Facebook said on Tuesday that it was preparing for Myanmar’s general election in November by improving the detection and removal of hate speech and content that incites violence and preventing the spread of misinformation.
The company said in a blog that between now and November 22, it would remove “verifiable misinformation and unverifiable rumours” that are assessed as having the potential to suppress the vote or damage the “integrity” of the electoral process.
“For example, we would remove posts falsely claiming a candidate is a Bengali, not a Myanmar citizen, and thus ineligible,” Facebook said.
The platform came under fire in Myanmar after a military-led crackdown in 2017 that forced more than 730,000 Rohingya Muslims to flee the country. UN investigators said Facebook played a key role in spreading hate speech that fuelled the violence.
The company has long said it works to stop hate speech.
Facebook said it was working with two partners in Myanmar to verify the official Facebook pages of political parties. It now has three fact-checking partners in Myanmar: BOOM, AFP Fact Check, and Fact Crescendo.

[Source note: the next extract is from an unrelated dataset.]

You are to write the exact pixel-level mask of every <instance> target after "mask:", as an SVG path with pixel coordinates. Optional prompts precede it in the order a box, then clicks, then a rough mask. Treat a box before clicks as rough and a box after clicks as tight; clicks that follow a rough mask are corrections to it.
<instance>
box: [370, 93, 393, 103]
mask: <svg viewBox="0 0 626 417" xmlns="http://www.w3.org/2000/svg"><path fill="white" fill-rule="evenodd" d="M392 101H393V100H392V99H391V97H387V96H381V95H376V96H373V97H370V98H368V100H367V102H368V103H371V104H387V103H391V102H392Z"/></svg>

The company took action against 280,000 pieces of content in Myanmar for violating its standards prohibiting hate speech in the second quarter of this year, up from 51,000 such pieces that it took action against in the first quarter.
It also said it introduced a new feature that limits the number of times a message can be forwarded to five.
The feature is now available in Myanmar and, over the course of the next few weeks, would be made available to Messenger users worldwide, the company added in the blog.
The 2020 elections in Myanmar, scheduled for November 8, will be its second democratic election since the end of almost half a century of strict military rule.
The first, in 2016, brought long-time pro-democracy campaigner Aung San Suu Kyi’s National League for Democracy (NLD) to power.